No admiravel discurso em que Paul Deschanel combateu essa tentativa reaccionaria, disse o grande orador:

"Entre o Governo ou os seus agentes e o escriptor que ataca, não se pode tomar por arbitros juizes nomeados pelo Governo, collocados na sua mão, que d'elle esperam melhoria de situação, a recompensa dos seus serviços.

É ocioso dizer que não falo aqui de pessoas: eu sou cheio de respeito para a nossa ordem judiciaria. Mas não basta ser irreprehensivel: é preciso não ser suspeito: e, n'esta materia, os juizes são-no em razão mesmo da sua origem e da sua investidura.

Reformae primeiro a nossa organização judiciaria, fazei-nos uma magistratura de paiz livre e podemos em seguida discutir a vossa lei".

Estas palavras são, em grande parte, applicaveis ao nosso paiz.

E são-no aquellas em que o grande orador mostra que á imprensa assiste o dever de accusar o funccionario que atraiçoou as suas funcções; que é esse o dever, a utilidade, a nobre missão da imprensa, recordando as bellas paginas de Machia vel nos seus discursos:

"De como as accusações são necessarias n'uma republica para manter a liberdade e de como o mais seguro meio de destruir a calumnia é abrir os caminhos mais largos ás accusações".

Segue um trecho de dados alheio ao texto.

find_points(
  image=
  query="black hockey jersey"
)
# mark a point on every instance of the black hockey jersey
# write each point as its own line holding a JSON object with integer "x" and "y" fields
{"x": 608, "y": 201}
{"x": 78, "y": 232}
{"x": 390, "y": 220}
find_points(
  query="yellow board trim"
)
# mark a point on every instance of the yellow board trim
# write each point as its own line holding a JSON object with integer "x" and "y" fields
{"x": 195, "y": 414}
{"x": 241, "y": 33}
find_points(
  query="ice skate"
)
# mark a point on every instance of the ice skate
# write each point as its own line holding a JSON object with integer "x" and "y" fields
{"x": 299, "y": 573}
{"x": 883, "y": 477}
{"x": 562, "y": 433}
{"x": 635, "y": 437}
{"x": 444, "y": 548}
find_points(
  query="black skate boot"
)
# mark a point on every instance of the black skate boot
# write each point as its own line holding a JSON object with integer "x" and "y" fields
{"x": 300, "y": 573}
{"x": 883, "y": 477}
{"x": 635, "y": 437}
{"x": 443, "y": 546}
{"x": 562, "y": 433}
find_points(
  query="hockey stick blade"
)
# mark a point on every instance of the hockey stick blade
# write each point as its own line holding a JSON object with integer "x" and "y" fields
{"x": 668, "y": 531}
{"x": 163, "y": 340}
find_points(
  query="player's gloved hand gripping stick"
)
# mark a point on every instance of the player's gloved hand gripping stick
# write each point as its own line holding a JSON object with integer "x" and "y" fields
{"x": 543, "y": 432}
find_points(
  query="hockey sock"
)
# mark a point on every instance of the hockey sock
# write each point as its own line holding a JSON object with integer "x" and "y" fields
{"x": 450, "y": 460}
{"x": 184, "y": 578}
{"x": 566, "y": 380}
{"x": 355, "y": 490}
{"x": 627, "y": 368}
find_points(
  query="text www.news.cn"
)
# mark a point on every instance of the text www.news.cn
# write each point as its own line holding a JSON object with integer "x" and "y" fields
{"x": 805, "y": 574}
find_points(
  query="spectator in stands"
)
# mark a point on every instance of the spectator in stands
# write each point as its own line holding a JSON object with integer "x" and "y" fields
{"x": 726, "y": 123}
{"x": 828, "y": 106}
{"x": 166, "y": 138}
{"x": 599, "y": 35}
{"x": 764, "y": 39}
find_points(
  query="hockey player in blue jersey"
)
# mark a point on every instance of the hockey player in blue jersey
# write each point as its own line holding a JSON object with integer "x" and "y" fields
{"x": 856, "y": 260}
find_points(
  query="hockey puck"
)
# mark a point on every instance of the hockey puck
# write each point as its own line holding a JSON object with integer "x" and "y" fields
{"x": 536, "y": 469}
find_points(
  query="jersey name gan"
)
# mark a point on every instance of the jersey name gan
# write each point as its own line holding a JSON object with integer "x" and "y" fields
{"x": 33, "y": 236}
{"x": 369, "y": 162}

A critica aos actos - aos actos de funcção - dos funccionarios do Estado é um direito de todo a cidadão, pois todo o cidadão tem a plena faculdade de criticar e censurar os actos de um homem publico.

E como, para saber se a critica ultrapassou os limites, é preciso olhar tanto á natureza do acto incriminado, como ao caracter e até ao tem da critica, n'uma palavra, a todas as circumstancias da discussão, como isso é uma Apreciação delicadissima, como não pode tomar-se por padrão de aferimento uma nomenclatura, um texto preciso, como por consequencia o direito de discussão e fiscalização está assim intimamente travado, não ha senão um arbitro possivel: é a opinião publica, é o jury.

Tirar ao jury o conhecimento dos delictos de diffamação, de injuria, de calumnia, seria attingir a discussão contra as pessoas.

Ora, n'um estado livre, a discussão contra as pessoas publicas não é menos necessaria que a discussão contra as ideias: e muitas vezes essas discussões não fazem senão uma.

No seu maravilhoso discurso, onde todas estas ideias são expostas n'uma linguagem de eloquentissima flexibilidade, refere Deschanel um facto que, só por si, é a defesa do jury e um grande argumento dos que o reclamam e sustentam.

Travara-se a lucta entre Gambetta, cujo nome é irmão gemeo de Liberdade, de Justiça, de Patria, e as numerosas forças conservadoras da Monarchia e do Imperio, acaudilhadas pelos Ministros de Mac-Mahon. Foi no chamado golpe de Estado de 16 de maio.